When reading this work, anyone other than the most committed intellectual radical will find something shocking in Ophuls’s contentions. Ophuls castigates the entire liberal tradition, which at least until populism—a profoundly anti-intellectual, non-rational movement that took over the Republican Party—was the basis of all American political assumptions. America is, and always has been the liberal society, par excellence. One can quibble about this observation or that, but Ophuls’s critique is radical in the most basic sense of the word: he strikes at the root. Ophuls doesn’t want to make the mistake of many radicals—destroying that which is valuable in the dominant liberal tradition. The recognition of the dignity and human rights of the individual are values that Ophuls recognizes and wants to preserve. (Ophuls gets down to the details of governance in his book Sane Polity: A Pattern Language (2012) (review forthcoming).

Some of the criticisms that Ophuls levels are not unique to liberalism or modernity. The creep of government, the liability to fall from youthful idealism to crotchety despotism—the Roman historians, Ibn Khaldun,  and Gibbon all described these conditions centuries ago. (And Francis Fukuyama has updated them in his most recent book, Political Order and Political Decay: From the Industrial Revolution to the Globalization of Democracy (2014)). And not every fault is equal. An argument exists that the U.S. government is too big, too expensive, and too intrusive, but who wants to surrender the feed bag? The military, science, the middle class, the poor (who receive the smallest piece of the pie)? And is the intrusion, at least in economic affairs, so great? Some intervention is needed to protect consumers from corporations and to preserve the integrity and viability of markets. So while these are real concerns, they don’t rise to the level of his more fundamental critiques.

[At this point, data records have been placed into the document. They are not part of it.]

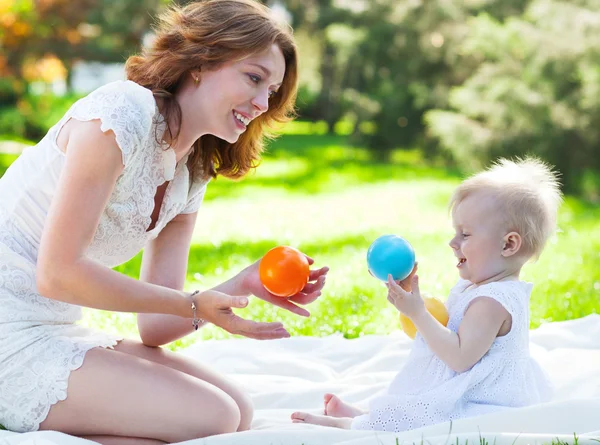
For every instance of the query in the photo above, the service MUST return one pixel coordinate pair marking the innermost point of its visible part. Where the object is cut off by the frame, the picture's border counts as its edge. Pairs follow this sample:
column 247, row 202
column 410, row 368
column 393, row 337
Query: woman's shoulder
column 124, row 93
column 124, row 107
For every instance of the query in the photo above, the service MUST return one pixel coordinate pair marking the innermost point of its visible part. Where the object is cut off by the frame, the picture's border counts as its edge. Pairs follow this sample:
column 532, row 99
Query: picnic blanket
column 293, row 374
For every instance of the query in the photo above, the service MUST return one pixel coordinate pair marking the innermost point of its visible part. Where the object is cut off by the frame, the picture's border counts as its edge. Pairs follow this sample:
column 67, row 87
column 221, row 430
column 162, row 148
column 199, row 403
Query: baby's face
column 478, row 239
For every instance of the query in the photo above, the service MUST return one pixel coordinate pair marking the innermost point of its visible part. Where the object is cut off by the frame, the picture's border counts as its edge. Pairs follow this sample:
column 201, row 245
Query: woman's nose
column 261, row 101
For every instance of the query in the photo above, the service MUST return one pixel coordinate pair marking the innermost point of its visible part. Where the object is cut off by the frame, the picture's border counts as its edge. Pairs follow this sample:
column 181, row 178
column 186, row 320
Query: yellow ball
column 435, row 306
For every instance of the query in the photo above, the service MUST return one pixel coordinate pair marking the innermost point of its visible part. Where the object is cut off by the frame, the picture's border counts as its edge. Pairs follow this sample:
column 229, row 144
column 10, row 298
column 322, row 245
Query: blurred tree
column 96, row 30
column 536, row 90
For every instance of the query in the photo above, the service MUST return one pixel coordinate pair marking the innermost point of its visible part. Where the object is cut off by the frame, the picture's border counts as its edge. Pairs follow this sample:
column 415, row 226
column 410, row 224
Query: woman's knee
column 246, row 407
column 225, row 416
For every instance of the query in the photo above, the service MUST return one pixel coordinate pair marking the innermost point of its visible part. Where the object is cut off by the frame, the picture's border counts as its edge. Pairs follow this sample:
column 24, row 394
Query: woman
column 126, row 168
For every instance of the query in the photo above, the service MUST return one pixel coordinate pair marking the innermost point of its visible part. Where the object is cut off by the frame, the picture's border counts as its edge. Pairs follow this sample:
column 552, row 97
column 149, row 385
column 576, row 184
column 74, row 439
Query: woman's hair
column 527, row 193
column 204, row 35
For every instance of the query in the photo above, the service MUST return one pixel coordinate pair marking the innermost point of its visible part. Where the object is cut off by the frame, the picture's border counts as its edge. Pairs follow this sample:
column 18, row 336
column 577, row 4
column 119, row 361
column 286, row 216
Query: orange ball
column 435, row 306
column 284, row 271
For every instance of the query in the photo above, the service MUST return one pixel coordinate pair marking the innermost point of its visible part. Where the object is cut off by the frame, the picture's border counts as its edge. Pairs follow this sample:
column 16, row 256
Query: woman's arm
column 165, row 263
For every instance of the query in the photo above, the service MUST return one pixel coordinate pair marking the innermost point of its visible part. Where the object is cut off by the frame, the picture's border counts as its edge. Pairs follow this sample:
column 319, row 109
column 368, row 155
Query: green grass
column 326, row 198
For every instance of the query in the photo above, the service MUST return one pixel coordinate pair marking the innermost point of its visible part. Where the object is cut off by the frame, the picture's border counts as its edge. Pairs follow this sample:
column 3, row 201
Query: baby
column 480, row 362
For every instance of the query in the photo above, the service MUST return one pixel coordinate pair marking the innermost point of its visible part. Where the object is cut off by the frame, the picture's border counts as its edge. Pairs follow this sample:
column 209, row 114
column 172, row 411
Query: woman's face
column 226, row 100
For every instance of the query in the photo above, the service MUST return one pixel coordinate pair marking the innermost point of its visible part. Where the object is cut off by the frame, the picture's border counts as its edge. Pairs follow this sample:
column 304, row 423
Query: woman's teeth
column 242, row 119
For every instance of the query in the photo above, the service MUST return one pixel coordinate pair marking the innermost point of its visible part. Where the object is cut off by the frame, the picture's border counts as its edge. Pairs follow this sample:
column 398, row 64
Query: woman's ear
column 512, row 244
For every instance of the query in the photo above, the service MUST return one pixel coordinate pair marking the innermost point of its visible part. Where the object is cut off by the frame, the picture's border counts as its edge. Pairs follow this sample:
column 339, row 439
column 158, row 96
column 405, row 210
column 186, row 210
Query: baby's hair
column 528, row 196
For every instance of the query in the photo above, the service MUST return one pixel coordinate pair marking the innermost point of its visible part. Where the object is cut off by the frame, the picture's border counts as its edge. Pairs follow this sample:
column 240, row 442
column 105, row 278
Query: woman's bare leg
column 118, row 394
column 116, row 440
column 195, row 369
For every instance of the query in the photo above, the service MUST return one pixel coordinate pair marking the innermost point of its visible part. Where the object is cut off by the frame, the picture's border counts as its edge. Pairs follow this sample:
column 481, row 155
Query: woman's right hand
column 216, row 308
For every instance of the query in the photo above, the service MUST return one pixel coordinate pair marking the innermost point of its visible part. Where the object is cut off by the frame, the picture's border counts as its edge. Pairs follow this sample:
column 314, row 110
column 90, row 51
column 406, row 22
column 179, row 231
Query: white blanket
column 292, row 374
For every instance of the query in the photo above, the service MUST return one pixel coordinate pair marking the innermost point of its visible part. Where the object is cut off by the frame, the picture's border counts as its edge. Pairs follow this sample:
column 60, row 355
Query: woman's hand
column 216, row 307
column 310, row 292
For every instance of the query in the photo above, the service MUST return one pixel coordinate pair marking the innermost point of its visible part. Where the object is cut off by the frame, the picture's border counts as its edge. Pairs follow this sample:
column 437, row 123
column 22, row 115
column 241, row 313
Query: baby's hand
column 406, row 283
column 409, row 303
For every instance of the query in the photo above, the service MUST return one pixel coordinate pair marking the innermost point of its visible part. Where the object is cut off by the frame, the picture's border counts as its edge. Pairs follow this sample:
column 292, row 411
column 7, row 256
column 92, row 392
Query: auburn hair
column 204, row 35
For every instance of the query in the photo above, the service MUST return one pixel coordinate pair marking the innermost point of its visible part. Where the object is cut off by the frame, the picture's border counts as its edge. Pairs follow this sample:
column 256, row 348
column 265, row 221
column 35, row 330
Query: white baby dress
column 426, row 391
column 40, row 342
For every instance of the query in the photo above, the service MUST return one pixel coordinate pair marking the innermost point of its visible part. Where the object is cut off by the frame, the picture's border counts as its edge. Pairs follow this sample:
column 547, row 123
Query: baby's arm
column 481, row 324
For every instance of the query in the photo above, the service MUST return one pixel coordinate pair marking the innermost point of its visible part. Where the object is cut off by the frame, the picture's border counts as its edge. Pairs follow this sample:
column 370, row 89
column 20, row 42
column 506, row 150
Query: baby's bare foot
column 334, row 407
column 315, row 419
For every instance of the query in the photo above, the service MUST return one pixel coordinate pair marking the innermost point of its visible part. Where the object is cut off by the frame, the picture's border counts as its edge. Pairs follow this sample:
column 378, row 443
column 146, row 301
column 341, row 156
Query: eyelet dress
column 40, row 340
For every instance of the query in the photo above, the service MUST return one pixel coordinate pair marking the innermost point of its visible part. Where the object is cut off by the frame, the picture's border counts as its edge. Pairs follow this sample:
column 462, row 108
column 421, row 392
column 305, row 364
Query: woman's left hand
column 307, row 295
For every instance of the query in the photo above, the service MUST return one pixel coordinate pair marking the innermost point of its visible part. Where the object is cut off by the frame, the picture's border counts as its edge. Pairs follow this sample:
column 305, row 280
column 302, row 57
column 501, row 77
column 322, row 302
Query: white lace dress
column 40, row 342
column 426, row 391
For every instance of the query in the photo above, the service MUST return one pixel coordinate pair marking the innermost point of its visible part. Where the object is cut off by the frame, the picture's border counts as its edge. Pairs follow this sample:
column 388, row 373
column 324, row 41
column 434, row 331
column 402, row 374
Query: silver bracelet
column 195, row 321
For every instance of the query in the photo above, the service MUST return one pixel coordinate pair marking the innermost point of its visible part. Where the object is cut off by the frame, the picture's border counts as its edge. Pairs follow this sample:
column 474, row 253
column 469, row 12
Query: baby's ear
column 512, row 244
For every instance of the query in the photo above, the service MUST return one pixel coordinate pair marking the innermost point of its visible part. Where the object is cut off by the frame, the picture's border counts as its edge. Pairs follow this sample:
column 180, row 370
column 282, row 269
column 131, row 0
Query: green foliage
column 535, row 91
column 34, row 115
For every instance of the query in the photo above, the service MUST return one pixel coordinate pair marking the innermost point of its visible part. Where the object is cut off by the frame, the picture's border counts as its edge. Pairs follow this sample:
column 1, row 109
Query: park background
column 399, row 100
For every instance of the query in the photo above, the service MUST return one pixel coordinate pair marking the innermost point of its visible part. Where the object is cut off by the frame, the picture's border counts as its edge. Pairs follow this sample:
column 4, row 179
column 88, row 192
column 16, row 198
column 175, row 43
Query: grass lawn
column 317, row 193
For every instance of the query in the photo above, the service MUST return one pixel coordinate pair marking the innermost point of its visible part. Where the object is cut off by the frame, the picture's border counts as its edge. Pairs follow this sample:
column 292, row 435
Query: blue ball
column 390, row 254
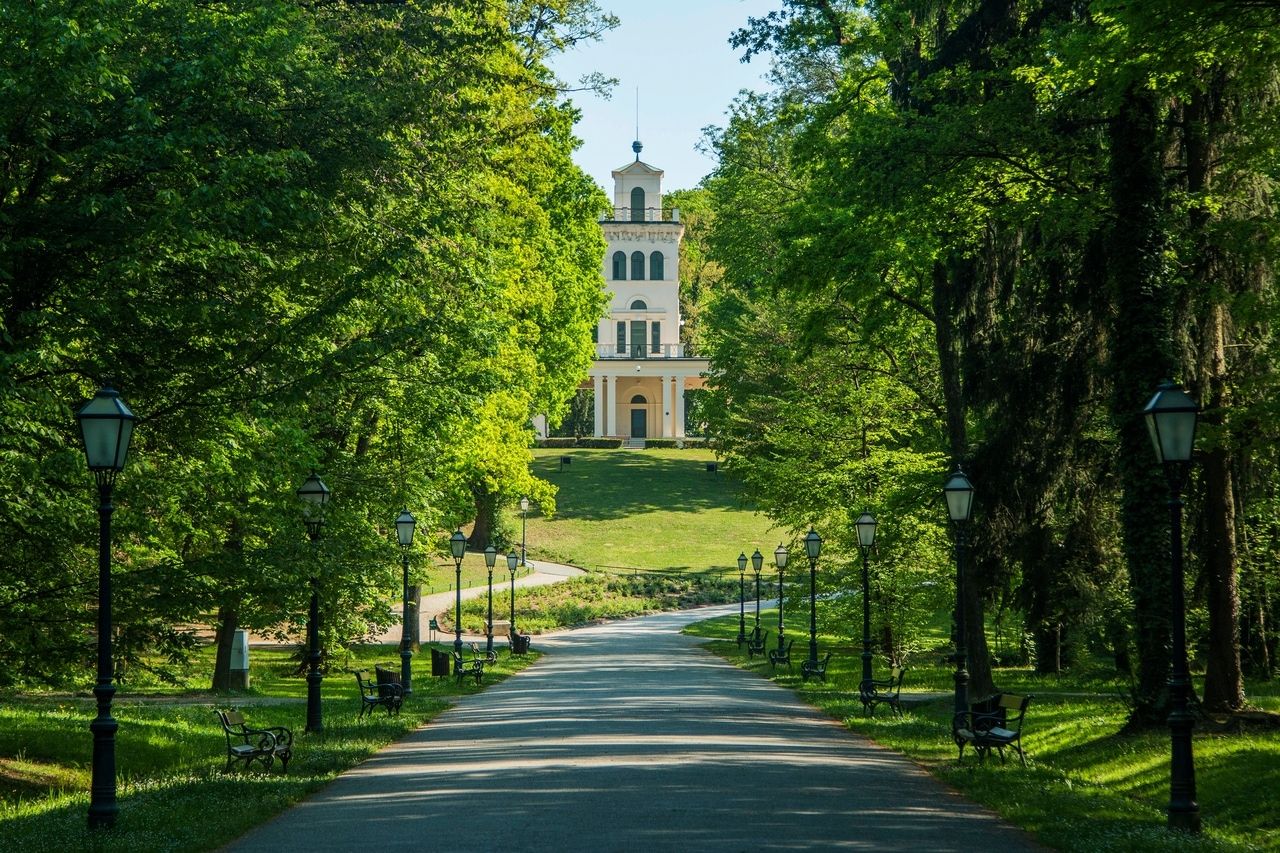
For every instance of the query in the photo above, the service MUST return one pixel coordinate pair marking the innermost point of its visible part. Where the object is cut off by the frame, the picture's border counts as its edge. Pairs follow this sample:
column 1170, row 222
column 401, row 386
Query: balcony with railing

Ophuls has performed a great service with this book: he has criticized some of the key assumptions of our most cherished ideas; he has questioned the very nature of our collective enterprise, and he has done so without rancor and with a sincere care for the values worth preserving and further cultivating. This work is a profoundly mature and thoughtful work. The work is fundamental, and he describes it at the beginning:

I envision a politics of consciousness deeply rooted in a renewed erotic connection to nature and to the mysterious and sacred realm out of which both man and nature arise. But destruction is the precondition of creation. We must therefore begin by examining modernity on its funeral pyre, for it is from the ashes of the old order that the phoenix of the new will rise. (xv)


In the coming days, I’ll post some quotes from Ophuls, hoping to plant seeds of thought in interest readers.